The story of Jeff Bezos running Amazon with ever-growing revenues and zero profits for decades has become legendary in the tech world. Initially, a part of the investment community believed that its razor-thin margins are a sign that the business is unsustainable in the long run. Nowadays, however, it’s widely accepted that reinvesting every single free penny into the business for two decades was the key strategy that made Amazon the world leader in e-commerce.

The market of businesses that have very low marginal costs (the cost of adding one additional customer) and strong network effects (the offering of the business becomes more valuable the more people participate in it, usually platforms) is a winner-takes-all economy. The market leader becomes a monopoly, and direct competitors simply cannot generate enough added value to overcome the accumulated network effects of the leader.

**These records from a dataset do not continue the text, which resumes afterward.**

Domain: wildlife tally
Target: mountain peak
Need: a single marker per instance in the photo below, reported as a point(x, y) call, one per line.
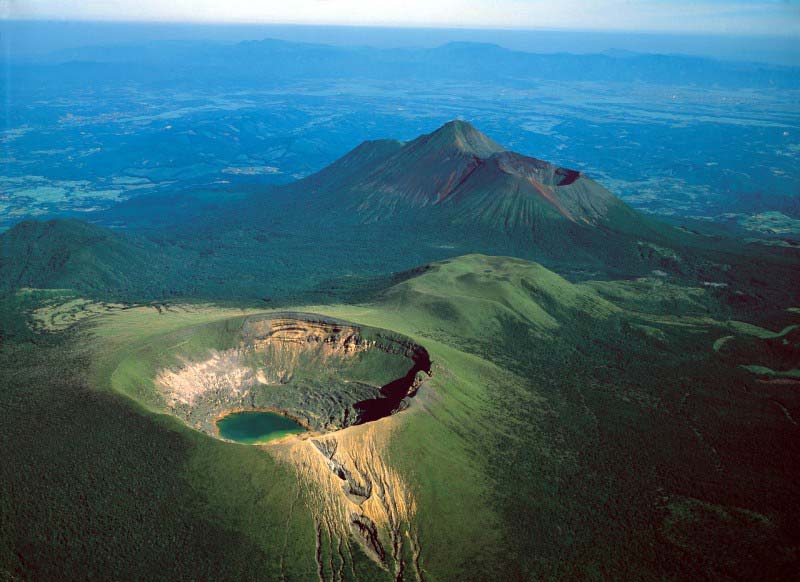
point(465, 138)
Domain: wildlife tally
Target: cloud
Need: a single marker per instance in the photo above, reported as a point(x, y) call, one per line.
point(717, 16)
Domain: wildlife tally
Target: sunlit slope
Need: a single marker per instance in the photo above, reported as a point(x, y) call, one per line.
point(566, 429)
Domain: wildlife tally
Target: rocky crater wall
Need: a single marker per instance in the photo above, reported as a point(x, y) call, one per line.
point(324, 373)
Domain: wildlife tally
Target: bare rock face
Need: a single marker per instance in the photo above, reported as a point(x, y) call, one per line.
point(323, 373)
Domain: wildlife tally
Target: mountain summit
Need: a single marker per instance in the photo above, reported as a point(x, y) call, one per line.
point(459, 136)
point(462, 172)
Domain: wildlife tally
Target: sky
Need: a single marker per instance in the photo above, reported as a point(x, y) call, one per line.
point(749, 17)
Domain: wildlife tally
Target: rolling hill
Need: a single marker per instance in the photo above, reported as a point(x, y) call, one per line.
point(383, 208)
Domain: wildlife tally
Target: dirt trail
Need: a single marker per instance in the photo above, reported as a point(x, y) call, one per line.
point(356, 497)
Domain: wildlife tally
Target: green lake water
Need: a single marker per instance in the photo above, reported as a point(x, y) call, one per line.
point(252, 427)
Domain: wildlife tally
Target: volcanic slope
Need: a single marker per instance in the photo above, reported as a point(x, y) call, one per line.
point(386, 207)
point(553, 439)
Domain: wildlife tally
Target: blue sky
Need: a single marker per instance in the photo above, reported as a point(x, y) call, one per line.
point(759, 17)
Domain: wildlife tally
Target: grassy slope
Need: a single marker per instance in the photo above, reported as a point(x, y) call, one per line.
point(563, 434)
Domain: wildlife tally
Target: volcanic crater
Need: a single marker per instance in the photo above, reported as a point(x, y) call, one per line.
point(323, 373)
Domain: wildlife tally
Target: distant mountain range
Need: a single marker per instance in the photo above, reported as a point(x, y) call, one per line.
point(268, 60)
point(384, 207)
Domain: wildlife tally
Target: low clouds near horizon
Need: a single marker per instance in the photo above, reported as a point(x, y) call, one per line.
point(714, 16)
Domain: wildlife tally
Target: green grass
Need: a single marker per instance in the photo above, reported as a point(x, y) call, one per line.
point(568, 432)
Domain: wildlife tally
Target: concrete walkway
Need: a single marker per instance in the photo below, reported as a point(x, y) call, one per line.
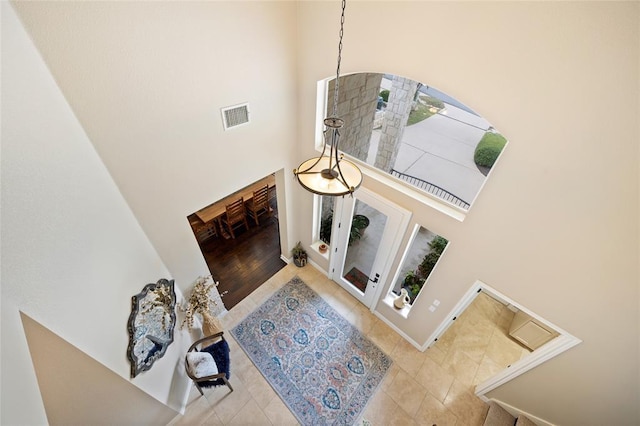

For such markets, rapid growth is not only desirable but often necessary. If you decide to take it slowly, one step at a time, you are risking that a competitor who is highly capitalized and investing aggressively in growth would surpass you. Naturally, becoming the market leader in a game where the difference between first and second place could be a few orders of magnitude is crucial.

Since a lot of startups and their investors realize this, there are plenty of startups that are not only operating with zero profits, but with massive losses in the name of growth and rapid expansion.

If you are trying to build a monopoly in a market with strong network effects, this is rational behavior. This doesn’t mean, however, that it is rational for any new business. The Amazons, Ubers and AirBNB’s of the world are few.